In realtà, in quasi tutti gli interventi c’è un gigantesco elefante nella stanza: l’Istituto Italiano di Tecnologia, un centro che opera in gran parte con regole proprie, e certamente ben finanziato. È una realtà che non conosciamo e su cui non abbiamo un’opinione. La senatrice Cattaneo, che ha condotto una lunga battaglia contro l’IIT, ci accusa di voler creare «oligarchie della conoscenza» o «nuovi centri privilegiati», e di voler promuovere «una visione della ricerca che accentra risorse e usa i fondi pubblici per intestarsi competenze e idee sviluppate altrove, si autoproclama eccellente, rifuggendo ogni competizione ad armi pari», nonché di voler «creare ulteriori enti o fondazioni da dotare di fondi pubblici "propri e privilegiati"», di promuovere gli ennesimi «vincitori senza gara». L’esatto opposto di quello che proponiamo. Può darsi che i tanti critici dell’IIT abbiano ragione, peccato che l’IIT non c’entri niente con quanto abbiamo scritto.
Tra le altre critiche: per alcuni la ricerca, o meglio i ricercatori, non possono e non debbono essere valutati. È una tesi molto comoda, spesso accompagnata dalla trita giustificazione che «la cultura non è un mercato e non è quantificabile, come invece credono i bocconiani». Chi la sostiene dovrebbe per coerenza proporre di estrarre a sorte chi dirige l’acceleratore del Cern tra tutti i ricercatori in fisica. Inoltre è proprio grazie a questa logica che gli atenei più forti e ben connessi, quindi quelli più grandi, riusciranno ad accaparrarsi una quota sproprozionata dei finanziamenti.

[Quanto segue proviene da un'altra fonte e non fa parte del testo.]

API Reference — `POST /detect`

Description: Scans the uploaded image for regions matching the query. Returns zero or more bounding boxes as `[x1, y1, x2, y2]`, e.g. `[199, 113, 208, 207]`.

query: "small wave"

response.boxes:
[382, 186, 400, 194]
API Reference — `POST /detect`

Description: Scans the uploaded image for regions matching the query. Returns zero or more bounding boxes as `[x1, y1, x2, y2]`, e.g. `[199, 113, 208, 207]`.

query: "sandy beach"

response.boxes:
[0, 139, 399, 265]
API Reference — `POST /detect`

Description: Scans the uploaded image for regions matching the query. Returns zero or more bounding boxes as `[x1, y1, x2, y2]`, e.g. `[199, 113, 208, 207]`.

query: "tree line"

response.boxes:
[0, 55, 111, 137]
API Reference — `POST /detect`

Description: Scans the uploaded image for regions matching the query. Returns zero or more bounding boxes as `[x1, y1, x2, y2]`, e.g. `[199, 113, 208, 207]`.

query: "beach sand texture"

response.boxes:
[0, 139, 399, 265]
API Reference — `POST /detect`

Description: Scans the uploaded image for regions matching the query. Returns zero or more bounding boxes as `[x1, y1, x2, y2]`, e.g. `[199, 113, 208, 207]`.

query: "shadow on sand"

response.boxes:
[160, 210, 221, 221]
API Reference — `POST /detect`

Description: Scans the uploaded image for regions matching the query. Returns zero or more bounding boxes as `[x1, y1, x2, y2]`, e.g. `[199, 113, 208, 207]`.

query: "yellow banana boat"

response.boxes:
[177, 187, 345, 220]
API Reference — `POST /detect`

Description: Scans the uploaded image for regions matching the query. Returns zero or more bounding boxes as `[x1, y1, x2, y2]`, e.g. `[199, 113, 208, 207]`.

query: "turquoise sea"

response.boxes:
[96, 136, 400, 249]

Altri ritengono che «tutte le università e dipartimenti devono essere centri di eccellenza», ma si guardano bene dal dire come. Questa posizione deriva da una profonda incomprensione di come funziona la ricerca: sarebbe bello che tutti fossero dei potenziali premi Nobel, ma la realtà è più complicata. Questo non significa che non si debba pensare a meccanismi per incentivare tutti a migliorarsi.
Infine, molti hanno sparato ad alzo zero contro l’ennesimo presunto attacco "liberista" al diritto allo studio. Le etichette non ci interessano, ma la sostanza è esattamente l’opposto. Da anni sosteniamo che lo stato debba offrire più borse di studio, che coprano anche il costo della vita fuori sede, liberando così gli studenti meritevoli dalla schiavitù delle università di basso livello sotto casa. Coloro che rifiutano meccanismi concreti per spronare l’università a migliorarsi di fatto perpetuano la ghettizzazione degli studenti più sfortunati.
Né li salverà la debordante retorica di cui sono intrise tante risposte al nostro intervento. Anche noi conosciamo ricercatori straordinari in ogni parte d’Italia, tanto più straordinari perché lottano contro storture e ostacoli di ogni tipo. Ma ricorrere alla retorica e alla pomposità, riempirsi continuamente la bocca con le «straordinarie eccellenze italiane » per salvaguardare lo status quo, serve solo a isolare queste straordinarie capacità.